— Ого! Тут че, камни? — спросил удивленно.
Обычно Ачилов уезжал из города налегке, с небольшим чемоданчиком, вмещавшим бритвенный прибор да пару рубашек. Пришла очередь смутиться охотинспектору.
— Да просили друзья кое-что привезти, — ответил он, отводя глаза в сторону. — Ты давай топай к машине, а то на поезд опоздаем.
Виктор с сомнением посмотрел на Ачилова. Старые брюки, сапоги.
— В поезде все равно на полке мяться. Переоденусь, когда приеду, — правильно истолковал взгляд охотинспектор. — Да и прихорашиваться мне уже поздно, девушки не смотрят.
…У вагона Ачилов попрощался с шофером, нашел свое купе и, не дожидаясь соседей, забрался на верхнюю полку, поудобнее улегся, накрыв лицо кепкой. И скоро заснул.
Он проснулся через два часа, испуганно посмотрел на часы. Все в порядке, в запасе еще семь минут. Попутчиков в купе не было, они, видимо, вышли в коридор подышать свежим воздухом у открытого окна.
Охотинспектор легко спрыгнул вниз, достал с полки рюкзак, едва не уронив его. Позабыл во сне о тяжести.

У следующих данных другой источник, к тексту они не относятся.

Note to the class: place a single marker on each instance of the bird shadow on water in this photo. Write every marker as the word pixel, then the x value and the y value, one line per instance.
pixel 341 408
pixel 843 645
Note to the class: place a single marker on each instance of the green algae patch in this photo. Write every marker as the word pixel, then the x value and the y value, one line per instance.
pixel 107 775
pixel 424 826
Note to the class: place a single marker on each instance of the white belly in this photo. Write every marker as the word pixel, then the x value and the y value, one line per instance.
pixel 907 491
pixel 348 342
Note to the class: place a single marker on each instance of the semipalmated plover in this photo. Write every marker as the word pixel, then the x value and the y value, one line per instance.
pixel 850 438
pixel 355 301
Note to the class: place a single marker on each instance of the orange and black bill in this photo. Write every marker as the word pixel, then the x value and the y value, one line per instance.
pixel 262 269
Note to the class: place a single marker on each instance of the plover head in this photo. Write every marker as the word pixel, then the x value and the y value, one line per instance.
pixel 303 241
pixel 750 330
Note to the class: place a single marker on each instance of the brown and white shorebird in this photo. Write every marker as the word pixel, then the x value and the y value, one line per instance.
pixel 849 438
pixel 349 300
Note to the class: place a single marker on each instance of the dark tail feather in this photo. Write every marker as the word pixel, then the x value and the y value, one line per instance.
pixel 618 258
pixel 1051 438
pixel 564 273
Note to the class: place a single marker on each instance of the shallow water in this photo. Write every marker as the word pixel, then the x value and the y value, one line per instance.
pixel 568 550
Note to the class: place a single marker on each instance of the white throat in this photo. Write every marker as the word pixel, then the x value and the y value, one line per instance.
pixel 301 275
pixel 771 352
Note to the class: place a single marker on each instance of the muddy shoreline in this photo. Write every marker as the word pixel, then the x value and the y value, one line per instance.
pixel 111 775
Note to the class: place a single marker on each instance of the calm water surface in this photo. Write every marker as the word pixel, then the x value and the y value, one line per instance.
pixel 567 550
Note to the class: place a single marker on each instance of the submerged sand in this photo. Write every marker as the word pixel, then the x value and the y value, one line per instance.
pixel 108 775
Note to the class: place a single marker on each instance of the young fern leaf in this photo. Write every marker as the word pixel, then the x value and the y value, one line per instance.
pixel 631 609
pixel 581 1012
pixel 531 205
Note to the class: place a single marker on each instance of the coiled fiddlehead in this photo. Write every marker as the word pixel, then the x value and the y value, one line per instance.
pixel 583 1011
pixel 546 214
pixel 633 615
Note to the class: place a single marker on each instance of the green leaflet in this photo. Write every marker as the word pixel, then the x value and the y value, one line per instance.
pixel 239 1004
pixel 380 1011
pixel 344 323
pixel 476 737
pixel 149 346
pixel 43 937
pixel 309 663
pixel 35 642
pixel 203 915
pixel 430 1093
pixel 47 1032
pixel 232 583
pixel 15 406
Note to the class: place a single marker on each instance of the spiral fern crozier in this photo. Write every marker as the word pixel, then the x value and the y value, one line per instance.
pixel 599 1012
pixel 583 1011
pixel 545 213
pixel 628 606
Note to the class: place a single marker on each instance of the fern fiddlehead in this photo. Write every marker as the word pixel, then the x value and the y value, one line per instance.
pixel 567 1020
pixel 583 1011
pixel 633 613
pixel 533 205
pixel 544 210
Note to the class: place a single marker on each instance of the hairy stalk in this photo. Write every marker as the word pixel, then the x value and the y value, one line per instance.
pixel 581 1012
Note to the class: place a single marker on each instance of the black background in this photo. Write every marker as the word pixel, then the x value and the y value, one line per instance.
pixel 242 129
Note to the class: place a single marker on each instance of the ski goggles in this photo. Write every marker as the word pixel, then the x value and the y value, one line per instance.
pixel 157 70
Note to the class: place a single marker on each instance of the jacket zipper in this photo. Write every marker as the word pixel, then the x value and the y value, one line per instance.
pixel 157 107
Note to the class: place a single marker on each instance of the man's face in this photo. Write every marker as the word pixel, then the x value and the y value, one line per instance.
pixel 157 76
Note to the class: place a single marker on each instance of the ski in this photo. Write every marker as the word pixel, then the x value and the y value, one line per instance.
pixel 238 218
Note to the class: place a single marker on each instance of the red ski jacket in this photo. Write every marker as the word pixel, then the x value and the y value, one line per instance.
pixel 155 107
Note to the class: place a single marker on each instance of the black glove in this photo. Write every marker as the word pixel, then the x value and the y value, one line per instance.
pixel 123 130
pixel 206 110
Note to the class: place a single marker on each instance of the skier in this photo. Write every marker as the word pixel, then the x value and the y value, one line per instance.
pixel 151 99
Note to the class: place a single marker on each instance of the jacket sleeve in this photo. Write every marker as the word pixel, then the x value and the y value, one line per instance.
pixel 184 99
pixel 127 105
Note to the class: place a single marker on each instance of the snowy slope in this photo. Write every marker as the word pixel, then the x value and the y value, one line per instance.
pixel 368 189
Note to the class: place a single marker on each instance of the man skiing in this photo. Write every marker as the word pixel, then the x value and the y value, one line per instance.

В коридоре толпились люди. Извиняясь, Ачилов протиснулся к выходу: приближался нужный ему разъезд. И как только поезд притормозил, охотинспектор, не дожидаясь полной остановки, оттолкнулся от подножки и удачно «приземлился» на железнодорожной насыпи. Перрона здесь не было за отсутствием надобности.
Дежурный в форменной фуражке с красным околышем, пожилой безбородый казах, опустив флажки, с удивлением вглядывался в высокую сутуловатую фигуру одинокого пассажира. Особенно смущал его рюкзак. Человек спокойно шел к нему, широко улыбаясь.
— Не узнал, Сегизбай! — издали крикнул Ачилов.
— Байрам? Салам, дорогой. Вот уж кого не думал увидеть. Рад, рад, как раз утром барана зарезал, словно чувствовал, что гости будут. Бешбармак приготовим.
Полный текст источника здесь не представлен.